I'm Paul Traylor with LINE Fukuoka's Development Department where I focus on monitoring many servers used to support LINE Family Apps.
For most developers, it's much more fun to focus on code and adding new features but when things are running poorly it's useful to know why. Since it's sometimes difficult to configure monitoring by yourself, it has been my responsibility to make it easier to use so that all services can be monitored for peak performance. As part of this, we developed Promgen to help maintain our Prometheus configuration and make it easier for developers to register monitoring targets or subscribe to alerts for any service they are responsible for.
Configuring Monitoring
While most services start off small and simple, over time they can grow to include dozens of different components spread over hundreds of servers. Since it can be difficult to configure monitoring, Promgen was developed to put all the settings in one place and give you a quick overview at a glance.

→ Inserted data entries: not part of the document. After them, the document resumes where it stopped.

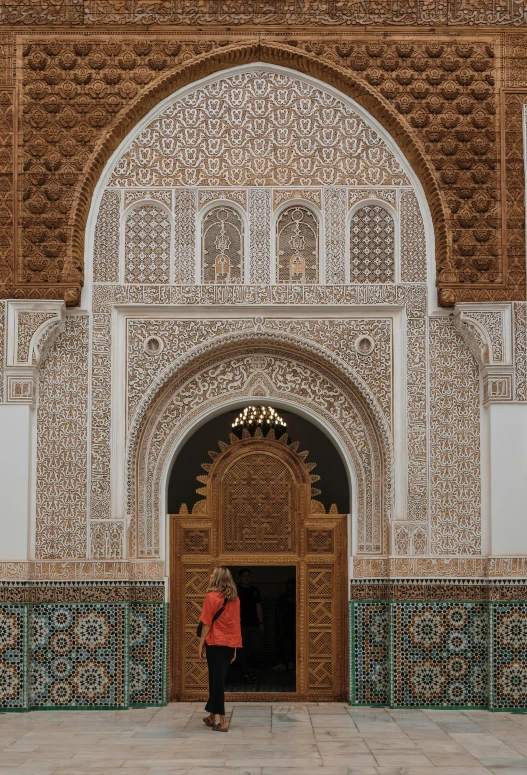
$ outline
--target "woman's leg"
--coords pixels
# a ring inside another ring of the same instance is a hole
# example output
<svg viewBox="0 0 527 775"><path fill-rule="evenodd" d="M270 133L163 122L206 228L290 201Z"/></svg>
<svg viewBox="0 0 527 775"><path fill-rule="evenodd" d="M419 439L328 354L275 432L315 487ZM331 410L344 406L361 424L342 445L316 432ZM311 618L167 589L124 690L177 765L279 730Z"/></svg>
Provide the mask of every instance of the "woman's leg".
<svg viewBox="0 0 527 775"><path fill-rule="evenodd" d="M227 673L229 672L229 667L232 662L232 658L234 656L234 649L231 649L229 646L220 646L220 648L224 649L224 652L221 654L221 704L223 705L223 712L218 711L220 716L220 729L226 729L227 728L227 721L225 719L225 681L227 680Z"/></svg>
<svg viewBox="0 0 527 775"><path fill-rule="evenodd" d="M207 700L207 704L205 705L205 710L209 711L209 720L212 721L213 724L216 723L216 715L215 712L212 710L213 703L214 703L214 664L215 664L215 652L214 652L214 646L207 646L205 645L205 653L207 655L207 667L209 671L209 699Z"/></svg>
<svg viewBox="0 0 527 775"><path fill-rule="evenodd" d="M233 656L234 649L229 646L207 646L210 695L205 710L211 717L213 714L222 716L222 727L225 726L225 679Z"/></svg>
<svg viewBox="0 0 527 775"><path fill-rule="evenodd" d="M225 721L225 679L229 670L234 649L229 646L207 646L207 662L209 666L210 696L205 710L211 716L220 716L220 727L226 727Z"/></svg>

In order to make things as easy as possible for developers, we tried to make an action executable with a single button for all the actions developers would want to perform, from registering new monitoring targets to silencing a noisy server that is undergoing maintenance, or even just testing to make sure that the target is up and running.
Configuring Notifications
Once all of your monitoring targets are registered, we want to be notified when something is not running properly. I prefer to use LINE Notify to receive alerts, but we also have a built-in support for getting email notifications. With Promgen, we make it easy for a developer to find their project, and configure their preferred notifications with a few clicks.
Here we can easily configure notification settings to email and LINE Notify so that when an alert comes in for a service I'm in charge of, I'd know about it.
Configuring Alert Rules
Prometheus supports it's own query language called PromQL which provides many different functions and operators that can be used for exploring metrics.
For example, the rate()
function can be commonly used to watch how quickly a value is changing.
# See the rate of alerts received over the past 5 minutes
rate(alertmanager_alerts_received_total[5m])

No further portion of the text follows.